We have discovered so many different faces to Dartmoor. We have seen the changes with each season and experienced the seemingly endless rain that we have all had this year. What was new for us, was to see how it affected those who lived and worked on Dartmoor and how it was such a threat to their livelihoods. The Curate has been drawn into farming families at times of funerals and he has had glimpses of the farming life that has been passed down from one generation of the family to the next. Quad bikes have replaced ponies and paperwork has halted bartering. TB testing dominates life for weeks at a time but the essence of life in a remote moorland farm, remains the same.

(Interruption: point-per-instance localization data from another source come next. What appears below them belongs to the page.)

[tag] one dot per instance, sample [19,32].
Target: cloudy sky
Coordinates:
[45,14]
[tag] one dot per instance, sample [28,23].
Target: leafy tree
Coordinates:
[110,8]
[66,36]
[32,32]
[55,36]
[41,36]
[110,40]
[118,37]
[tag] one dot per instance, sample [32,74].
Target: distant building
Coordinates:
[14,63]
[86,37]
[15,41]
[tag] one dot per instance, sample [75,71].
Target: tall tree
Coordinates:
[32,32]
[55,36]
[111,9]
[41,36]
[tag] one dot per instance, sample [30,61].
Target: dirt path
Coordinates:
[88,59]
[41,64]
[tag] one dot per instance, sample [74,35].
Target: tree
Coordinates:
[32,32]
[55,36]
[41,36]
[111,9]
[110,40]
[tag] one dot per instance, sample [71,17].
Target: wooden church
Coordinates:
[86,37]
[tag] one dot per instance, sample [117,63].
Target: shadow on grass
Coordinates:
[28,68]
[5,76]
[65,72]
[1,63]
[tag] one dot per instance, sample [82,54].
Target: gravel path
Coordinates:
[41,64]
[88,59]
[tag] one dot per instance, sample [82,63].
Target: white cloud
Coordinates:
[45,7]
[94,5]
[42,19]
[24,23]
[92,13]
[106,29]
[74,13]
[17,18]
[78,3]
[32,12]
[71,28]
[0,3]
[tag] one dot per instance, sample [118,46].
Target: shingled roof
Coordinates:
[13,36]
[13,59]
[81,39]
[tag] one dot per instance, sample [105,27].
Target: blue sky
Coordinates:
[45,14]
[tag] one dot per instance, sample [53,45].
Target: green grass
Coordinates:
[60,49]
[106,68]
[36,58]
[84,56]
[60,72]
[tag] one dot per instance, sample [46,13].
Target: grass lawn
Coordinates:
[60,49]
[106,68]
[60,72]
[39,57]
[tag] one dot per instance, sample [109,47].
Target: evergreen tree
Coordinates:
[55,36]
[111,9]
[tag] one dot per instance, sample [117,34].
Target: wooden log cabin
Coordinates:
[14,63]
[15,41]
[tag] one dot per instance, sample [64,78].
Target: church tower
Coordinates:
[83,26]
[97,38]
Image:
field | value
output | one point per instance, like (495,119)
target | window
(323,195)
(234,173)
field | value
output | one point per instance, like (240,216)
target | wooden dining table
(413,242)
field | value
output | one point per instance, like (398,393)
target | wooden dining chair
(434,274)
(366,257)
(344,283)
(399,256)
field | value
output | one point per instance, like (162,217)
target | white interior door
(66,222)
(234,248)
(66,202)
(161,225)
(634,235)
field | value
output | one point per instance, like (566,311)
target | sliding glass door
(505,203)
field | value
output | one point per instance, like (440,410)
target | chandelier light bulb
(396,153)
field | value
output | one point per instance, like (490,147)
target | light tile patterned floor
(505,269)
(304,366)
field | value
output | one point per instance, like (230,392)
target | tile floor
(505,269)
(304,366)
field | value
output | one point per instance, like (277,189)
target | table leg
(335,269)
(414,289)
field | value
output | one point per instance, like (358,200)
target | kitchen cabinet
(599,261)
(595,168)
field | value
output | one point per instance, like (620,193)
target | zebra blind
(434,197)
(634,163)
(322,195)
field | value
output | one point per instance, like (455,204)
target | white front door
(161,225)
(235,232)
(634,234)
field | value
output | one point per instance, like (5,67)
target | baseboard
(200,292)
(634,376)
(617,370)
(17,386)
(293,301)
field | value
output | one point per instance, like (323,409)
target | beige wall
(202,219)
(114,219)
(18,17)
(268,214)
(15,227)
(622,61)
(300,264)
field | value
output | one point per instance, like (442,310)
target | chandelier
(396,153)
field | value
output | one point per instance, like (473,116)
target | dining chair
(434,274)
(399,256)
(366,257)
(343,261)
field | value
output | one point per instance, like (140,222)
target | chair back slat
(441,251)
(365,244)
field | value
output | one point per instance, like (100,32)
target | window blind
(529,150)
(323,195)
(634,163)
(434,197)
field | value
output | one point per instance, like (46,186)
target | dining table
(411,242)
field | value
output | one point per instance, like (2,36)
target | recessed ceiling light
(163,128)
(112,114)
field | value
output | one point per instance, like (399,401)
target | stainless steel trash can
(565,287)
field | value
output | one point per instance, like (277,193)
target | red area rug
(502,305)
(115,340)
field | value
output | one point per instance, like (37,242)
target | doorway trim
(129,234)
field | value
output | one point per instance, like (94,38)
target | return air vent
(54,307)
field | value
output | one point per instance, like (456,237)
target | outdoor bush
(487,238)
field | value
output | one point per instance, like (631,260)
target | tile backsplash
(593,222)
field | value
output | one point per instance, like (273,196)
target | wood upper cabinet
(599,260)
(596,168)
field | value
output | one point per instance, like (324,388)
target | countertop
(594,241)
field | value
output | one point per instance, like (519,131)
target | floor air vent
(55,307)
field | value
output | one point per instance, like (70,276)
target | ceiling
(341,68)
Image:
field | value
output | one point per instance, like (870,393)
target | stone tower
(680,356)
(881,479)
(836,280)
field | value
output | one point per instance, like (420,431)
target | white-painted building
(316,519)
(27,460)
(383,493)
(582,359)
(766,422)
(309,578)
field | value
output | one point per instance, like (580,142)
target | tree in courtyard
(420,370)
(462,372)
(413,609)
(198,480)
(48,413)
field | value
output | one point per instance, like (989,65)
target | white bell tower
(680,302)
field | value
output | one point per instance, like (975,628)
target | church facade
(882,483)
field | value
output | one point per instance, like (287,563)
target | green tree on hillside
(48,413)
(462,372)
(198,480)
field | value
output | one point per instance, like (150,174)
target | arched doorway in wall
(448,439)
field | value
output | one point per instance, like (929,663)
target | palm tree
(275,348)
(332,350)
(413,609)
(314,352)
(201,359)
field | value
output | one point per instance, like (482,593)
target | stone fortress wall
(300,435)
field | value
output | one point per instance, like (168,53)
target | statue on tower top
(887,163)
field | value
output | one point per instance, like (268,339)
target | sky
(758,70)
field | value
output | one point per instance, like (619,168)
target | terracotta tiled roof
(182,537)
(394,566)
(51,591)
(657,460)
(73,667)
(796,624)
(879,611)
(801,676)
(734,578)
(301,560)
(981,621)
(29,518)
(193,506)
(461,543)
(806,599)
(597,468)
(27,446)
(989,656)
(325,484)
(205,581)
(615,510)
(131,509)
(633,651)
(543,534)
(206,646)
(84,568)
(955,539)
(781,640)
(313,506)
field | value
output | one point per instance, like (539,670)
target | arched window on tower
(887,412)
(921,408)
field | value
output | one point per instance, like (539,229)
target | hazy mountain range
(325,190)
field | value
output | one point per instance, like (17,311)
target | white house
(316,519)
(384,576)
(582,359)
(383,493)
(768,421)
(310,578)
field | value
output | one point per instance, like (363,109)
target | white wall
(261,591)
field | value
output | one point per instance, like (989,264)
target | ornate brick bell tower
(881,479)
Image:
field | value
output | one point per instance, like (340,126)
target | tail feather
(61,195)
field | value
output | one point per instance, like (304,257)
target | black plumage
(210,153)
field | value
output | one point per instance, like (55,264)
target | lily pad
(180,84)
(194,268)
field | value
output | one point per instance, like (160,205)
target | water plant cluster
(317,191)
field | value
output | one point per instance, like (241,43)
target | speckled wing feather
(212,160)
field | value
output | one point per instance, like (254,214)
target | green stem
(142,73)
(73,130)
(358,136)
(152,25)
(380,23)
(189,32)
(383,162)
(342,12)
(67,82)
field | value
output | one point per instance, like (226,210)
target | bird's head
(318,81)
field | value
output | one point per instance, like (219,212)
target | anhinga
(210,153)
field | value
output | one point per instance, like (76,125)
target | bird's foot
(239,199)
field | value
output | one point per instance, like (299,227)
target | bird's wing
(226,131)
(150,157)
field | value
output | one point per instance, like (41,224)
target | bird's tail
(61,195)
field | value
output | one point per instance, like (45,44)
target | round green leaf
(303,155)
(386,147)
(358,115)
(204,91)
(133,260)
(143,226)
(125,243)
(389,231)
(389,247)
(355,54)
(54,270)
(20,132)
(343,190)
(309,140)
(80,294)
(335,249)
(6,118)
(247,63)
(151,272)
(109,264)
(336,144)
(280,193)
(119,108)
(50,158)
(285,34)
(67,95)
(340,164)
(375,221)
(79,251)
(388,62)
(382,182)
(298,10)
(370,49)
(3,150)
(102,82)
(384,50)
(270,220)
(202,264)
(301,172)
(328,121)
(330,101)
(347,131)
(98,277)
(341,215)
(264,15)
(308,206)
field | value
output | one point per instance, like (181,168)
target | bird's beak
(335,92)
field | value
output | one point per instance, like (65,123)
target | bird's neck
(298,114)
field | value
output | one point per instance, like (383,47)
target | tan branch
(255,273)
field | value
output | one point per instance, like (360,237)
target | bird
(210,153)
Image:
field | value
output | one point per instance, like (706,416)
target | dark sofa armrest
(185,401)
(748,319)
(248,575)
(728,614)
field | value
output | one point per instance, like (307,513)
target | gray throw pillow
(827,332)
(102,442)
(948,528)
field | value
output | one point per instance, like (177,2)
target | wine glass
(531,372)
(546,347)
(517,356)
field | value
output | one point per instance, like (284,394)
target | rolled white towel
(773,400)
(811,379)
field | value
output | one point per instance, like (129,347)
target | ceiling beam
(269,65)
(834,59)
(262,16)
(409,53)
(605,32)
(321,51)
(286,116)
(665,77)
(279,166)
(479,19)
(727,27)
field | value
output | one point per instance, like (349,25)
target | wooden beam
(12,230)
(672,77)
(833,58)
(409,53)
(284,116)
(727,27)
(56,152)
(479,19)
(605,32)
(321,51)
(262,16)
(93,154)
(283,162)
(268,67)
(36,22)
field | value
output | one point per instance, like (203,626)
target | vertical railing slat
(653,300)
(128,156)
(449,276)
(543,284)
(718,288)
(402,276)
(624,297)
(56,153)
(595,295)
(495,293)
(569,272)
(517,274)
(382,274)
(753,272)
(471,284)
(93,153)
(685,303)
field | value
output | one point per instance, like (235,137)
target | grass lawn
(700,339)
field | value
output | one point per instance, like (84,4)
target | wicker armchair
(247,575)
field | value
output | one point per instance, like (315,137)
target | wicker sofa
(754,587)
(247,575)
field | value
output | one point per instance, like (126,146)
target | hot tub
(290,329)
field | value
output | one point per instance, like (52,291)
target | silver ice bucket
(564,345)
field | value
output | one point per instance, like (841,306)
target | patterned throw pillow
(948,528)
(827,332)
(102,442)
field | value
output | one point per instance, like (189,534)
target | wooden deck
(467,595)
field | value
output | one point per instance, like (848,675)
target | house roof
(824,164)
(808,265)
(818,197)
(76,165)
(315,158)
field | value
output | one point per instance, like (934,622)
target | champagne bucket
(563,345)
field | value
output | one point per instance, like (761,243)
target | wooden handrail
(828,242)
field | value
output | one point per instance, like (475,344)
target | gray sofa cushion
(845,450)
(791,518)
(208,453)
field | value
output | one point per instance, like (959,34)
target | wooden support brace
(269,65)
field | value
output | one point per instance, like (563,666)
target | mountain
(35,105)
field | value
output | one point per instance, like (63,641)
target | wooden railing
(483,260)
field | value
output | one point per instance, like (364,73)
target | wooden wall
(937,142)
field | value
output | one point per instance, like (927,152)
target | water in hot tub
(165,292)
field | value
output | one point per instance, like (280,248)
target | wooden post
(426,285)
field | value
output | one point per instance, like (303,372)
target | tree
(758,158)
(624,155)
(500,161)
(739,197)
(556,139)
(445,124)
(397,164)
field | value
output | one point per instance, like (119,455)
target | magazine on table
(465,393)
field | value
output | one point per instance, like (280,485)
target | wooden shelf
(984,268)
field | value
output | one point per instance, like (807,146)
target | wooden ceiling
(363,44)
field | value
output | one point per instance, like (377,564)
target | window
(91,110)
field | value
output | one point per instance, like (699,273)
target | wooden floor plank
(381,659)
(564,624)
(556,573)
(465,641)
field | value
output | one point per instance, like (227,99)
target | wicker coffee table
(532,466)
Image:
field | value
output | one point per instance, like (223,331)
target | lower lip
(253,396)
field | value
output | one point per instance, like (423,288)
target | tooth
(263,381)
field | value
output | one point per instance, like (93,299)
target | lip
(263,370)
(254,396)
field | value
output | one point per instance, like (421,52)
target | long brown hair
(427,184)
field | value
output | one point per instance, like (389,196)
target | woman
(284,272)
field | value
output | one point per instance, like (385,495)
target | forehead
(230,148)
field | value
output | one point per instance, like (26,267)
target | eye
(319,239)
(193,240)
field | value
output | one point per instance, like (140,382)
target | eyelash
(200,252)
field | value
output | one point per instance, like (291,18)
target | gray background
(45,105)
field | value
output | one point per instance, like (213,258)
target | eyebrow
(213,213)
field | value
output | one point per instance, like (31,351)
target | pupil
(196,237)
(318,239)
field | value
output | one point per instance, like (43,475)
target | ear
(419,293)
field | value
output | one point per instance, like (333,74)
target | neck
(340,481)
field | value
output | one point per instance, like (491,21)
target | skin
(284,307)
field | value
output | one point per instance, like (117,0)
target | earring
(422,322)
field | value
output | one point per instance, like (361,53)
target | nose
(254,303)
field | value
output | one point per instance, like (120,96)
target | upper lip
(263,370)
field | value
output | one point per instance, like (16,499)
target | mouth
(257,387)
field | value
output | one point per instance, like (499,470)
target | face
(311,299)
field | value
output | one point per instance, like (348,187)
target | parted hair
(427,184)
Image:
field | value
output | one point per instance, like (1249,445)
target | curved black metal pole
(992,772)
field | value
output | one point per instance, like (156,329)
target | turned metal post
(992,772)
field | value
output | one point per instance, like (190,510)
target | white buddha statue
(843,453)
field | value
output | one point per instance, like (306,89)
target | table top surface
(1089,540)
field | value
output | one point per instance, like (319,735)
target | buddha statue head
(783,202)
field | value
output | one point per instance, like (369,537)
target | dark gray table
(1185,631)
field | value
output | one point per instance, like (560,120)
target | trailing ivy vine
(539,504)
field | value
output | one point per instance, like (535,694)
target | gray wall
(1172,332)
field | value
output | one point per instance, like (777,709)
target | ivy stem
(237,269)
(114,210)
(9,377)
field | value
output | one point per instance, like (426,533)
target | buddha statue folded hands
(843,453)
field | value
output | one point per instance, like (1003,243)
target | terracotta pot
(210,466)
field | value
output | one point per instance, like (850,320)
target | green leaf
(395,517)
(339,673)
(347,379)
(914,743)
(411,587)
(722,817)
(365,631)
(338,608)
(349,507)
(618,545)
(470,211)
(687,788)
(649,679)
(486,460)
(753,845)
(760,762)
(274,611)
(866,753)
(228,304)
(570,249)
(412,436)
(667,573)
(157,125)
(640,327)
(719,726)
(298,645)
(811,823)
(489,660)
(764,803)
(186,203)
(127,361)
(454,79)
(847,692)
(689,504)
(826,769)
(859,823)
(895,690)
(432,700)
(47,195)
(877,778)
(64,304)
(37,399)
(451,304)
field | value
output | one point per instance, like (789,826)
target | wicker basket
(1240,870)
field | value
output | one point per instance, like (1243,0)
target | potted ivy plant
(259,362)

|Riding round Fox Tor Mires|
Riding across Dartmoor has given us yet another view of this wild place. I never thought that I would be able to ride as much as I have done and I have met people who have shown me parts of Dartmoor that I would never have found on my own in the short time we have had here. Earlier this week we rode beside the Fox Tor Mires - this is an exposed area of treacherous boggy moorland that you do not cross. It said that it could be as deep as twenty foot in places. There you will find a granite cross which is said to be the tomb of a wealthy Saxon Lord, Childe the Hunter. The Mires are said to have been the inspiration for The Hound Of The Baskervilles by Sir Arther Conan Doyle. We were making our way up Hand Hill to see one of the smallest crosses on Dartmoor - Northmore's Cross. It is just 11 cm tall and is placed on a triangular granite rock in 1982 by Mr Northmore who had farmed the area for years. He was marking his appreciation of having lived and worked in the area.